Public Complaint Commission

Agency overview
- Formed: 1975; 51 years ago
- Jurisdiction: Federal Republic of Nigeria
- Headquarters: Abuja
- Agency executive: Hon. Bashir Abubakar, Chief Commissioner;
- Parent department: National Assembly
- Website: https://pcc.gov.ng

= Public Complaints Commission, Nigeria =

Nigerian Federal Government agency

The Public Complaints Commission (abbreviated PCC) is an agency of the Federal government of Nigeria under the Presidency which acts as an Ombudsman that receives complaints of the citizenry against the government or private institutions/organization or their officials and wades in to settle issues. It was set up in 1975 to ensure accountability and transparency in the way government and its agencies as well as organizations engage with the public and to curb arbitrary use of administrative powers by public officials within and outside government establishments. Bashir Abubakar is the Chief Commissioner of the commission.

== History ==
The commission was set up through the Public Commission Act, 1975 No 31 and is empowered to widely receive and inquire into complaints by the public as pertains to work-related actions/decisions by government agencies, their officials and private organizations or their officials, and other related matters ancillary to that. However matters that are pending before and/or relating to, the National Assembly, the National Councils of State and Ministers, the Armed Forces, and the Police Force under the Army, Navy, Air Force and Police Acts are exempted.
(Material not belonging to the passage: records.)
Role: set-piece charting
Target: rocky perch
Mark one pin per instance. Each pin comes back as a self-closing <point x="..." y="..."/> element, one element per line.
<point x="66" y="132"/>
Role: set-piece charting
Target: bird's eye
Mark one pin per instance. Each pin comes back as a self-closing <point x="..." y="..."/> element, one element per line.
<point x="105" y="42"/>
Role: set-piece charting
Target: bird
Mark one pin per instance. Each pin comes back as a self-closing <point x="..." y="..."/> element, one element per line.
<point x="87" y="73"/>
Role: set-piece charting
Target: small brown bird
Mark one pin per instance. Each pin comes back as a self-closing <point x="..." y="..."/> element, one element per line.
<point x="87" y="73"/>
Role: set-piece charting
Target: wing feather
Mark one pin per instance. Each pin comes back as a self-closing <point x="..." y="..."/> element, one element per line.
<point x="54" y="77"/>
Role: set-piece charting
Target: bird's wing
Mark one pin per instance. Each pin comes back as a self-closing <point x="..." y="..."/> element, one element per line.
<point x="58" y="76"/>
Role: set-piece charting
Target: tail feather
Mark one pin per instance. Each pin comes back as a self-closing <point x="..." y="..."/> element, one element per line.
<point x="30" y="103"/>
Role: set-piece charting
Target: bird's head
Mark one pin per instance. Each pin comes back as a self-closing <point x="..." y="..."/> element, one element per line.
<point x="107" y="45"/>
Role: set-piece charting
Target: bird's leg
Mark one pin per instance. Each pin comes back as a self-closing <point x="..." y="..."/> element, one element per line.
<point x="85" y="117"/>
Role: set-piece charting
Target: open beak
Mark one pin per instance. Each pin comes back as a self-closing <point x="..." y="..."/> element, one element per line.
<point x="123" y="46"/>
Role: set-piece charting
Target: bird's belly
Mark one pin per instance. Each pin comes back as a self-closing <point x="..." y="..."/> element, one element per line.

The Act was promulgated by the military administration of General Murtala Mohammed as was advised by the Jerome Udoji panel. The panel gave the advice to ensure that a body exists to check and control the brazen flouting of administrative procedures, government regulation and extant rules. The Public Complaints Commission Act was adopted into 1999(amended) Nigerian constitution which states in Section 315(5) that "Nothing in this Constitution shall invalidate the enactment of Public Complaints Commission Act, and the provisions of the Act". This statutory provision indicates that the Commission bears the responsibility of bridling and correcting all forms of abuse of power which can derail bureaucratic due process and the quality of services offered by government agencies and private organizations.

The PCC has offices in all the 36 States of Nigeria with the headquarters located at No. 25 Aguiyi Ironsi St, Council 900271, Abuja, FCT.

== Activities ==
The Public Complaints Commission upholds human rights. It also serves as a watchdog and peoples' court where everyone can get social and administrative justice without being charged any fees. This reduces tension, discontent and even crime among the citizenry which may arise if people do not know where to air the grievances they have with corporate bodies, government actions and officials. Communal crisis could also be curbed when complaints are made to the Commission at the stage of agitations. However, inadequate funds hinder the commission from creating awareness about their function and the establishment of offices at every Local government headquarters as well as resolving all the complaints brought to them. Between 2015 and 2018, the commission received 209,745 cases, resolved 87,461, while 122,284 cases are still pending.